Joseph looked at her, frowning. ‘Scars shouldn’t bind together like that, not if each leg was bandaged and treated separately.’
But they weren’t, Blue thought. When the aunts had taken her from the hospital Aunt Lilac had unwrapped the bandages on her legs, and made a face at the sight of the blood and damaged skin. Let them dry out, she’d said. Blue had lain in the hot room, pressing her legs together because one big pain was somehow better than two slightly smaller ones …
‘They should have cared for you better!’ Joseph’s gaze took in the caravans, the Big Top.
She wanted to defend them, to tell him it wasn’t the circus people’s lack of care, but her respectable aunts’. But she had given too much away already.
‘How long is intermission?’
‘About half an hour.’ The actual length of time depended on how well the peanuts and lollies were selling, and whether the circus was staying in a paddock next to a pub. A pub owner would pay a circus that attracted a good drinking crowd. She didn’t suppose it would be a long intermission tonight. ‘The ringmaster will crack his whip when it’s time to go back.’
Joseph pulled out his watch. It was round, and gold like its chain. ‘Another ten minutes then.’ He put the watch back in his pocket. ‘Look, would you like me to fix you up an appointment with Dr Gregson?’
‘What good would that do?’
‘If the scar tissue is as you’ve told me, I’m pretty sure he could do something. If you were able to move your legs after the fire, the fusing may be relatively superficial. I couldn’t guarantee an operation would give you full mobility — it would depend on the depth of the scarring — but certainly enough to let your legs move independently, at least.’
‘Really?’
He nodded.
It was as though the wind no
longer blew the scent of rags and sewage towards them. To be able to walk! Or even run, and dance properly. A whole possible future would open up if she could move her legs. She could marry and have children. She could learn to soar like Gertrude on the trapeze …
Where had that thought come from? It took years to learn to do that, practice from babyhood maybe. But she could do something, many things …
And it was impossible. She knew enough about doctors to know they were expensive. Even if she didn’t have to worry about being identified, she couldn’t afford a surgeon’s fees. ‘No. Thank you anyway, but —’
‘No need to worry about the money,’ he put in abruptly. ‘Dr Gregson’s a good egg, a friend of the family. He’d do it as a favour.’
She stared at him and then up at the stars. They winked down at her, as though to say, ‘Life can be so much more than your small world down there.’ It was so tempting … But an operation like that, in a hospital by a well-known surgeon, might be noticed.

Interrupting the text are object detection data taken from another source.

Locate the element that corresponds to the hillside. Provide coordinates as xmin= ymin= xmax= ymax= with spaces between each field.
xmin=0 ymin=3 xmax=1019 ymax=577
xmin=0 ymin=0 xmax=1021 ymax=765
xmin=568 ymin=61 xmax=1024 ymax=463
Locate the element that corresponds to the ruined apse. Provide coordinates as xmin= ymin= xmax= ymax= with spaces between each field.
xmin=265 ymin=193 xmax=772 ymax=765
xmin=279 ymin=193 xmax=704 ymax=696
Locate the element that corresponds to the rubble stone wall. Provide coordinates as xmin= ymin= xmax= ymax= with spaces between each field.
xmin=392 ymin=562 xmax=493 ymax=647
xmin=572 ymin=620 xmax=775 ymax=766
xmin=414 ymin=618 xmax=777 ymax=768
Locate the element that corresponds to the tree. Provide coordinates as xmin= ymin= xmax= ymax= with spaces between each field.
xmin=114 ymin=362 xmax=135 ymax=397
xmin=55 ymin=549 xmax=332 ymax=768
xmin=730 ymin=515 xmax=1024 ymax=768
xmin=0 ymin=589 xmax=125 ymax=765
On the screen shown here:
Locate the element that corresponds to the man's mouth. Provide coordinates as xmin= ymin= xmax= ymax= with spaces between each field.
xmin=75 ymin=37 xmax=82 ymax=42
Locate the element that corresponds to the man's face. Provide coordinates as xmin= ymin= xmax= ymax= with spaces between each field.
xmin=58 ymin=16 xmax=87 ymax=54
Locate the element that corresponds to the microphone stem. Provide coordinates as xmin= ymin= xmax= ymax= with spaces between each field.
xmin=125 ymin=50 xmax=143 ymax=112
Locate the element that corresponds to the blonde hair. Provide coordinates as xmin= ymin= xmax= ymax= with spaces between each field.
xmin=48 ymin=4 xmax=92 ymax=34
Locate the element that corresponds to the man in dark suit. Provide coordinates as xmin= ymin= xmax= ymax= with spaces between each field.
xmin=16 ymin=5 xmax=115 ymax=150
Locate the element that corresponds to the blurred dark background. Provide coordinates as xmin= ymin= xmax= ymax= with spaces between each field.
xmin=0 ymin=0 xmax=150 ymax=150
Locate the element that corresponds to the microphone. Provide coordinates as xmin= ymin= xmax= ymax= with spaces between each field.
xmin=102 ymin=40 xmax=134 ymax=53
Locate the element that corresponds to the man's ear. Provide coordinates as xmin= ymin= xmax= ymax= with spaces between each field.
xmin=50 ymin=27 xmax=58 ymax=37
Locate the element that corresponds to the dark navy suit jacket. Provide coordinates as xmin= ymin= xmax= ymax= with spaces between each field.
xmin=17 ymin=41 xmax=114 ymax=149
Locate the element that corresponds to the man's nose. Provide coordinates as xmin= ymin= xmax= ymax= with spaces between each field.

Until she was twenty-one the aunts could claim her again.
‘I’m sorry.’ He’d never know how sorry she really was. ‘Thank you, but I can’t do it.’
‘Why not? I know it would mean pain, but it must hurt now too.’
‘It’s not the pain. I can’t, that’s all.’
‘Just let Dr Gregson have a look —’
‘No.’
‘Please,’ he said. ‘Give yourself time to think about it.’
She shook her head. There had been little chance Uncle Herbert or the police would accept she was being poisoned last year. Now she was well they’d be even more inclined to think she’d run off to the circus out of waywardness, not fear.
She suddenly realised that perhaps she would have run off even without the threat of poison. Could she really have endured the small life of Aunt Lilac and Aunt Daisy, embroidering or sewing petticoat seams, dressed in the clothes as well as the morals of the days of Queen Victoria, filling the time between meals, their only outing to church on Sundays? Day after day, till she was twenty-one and independent?
Twenty-one, she thought. When I’m twenty-one they’ll have no hold over me.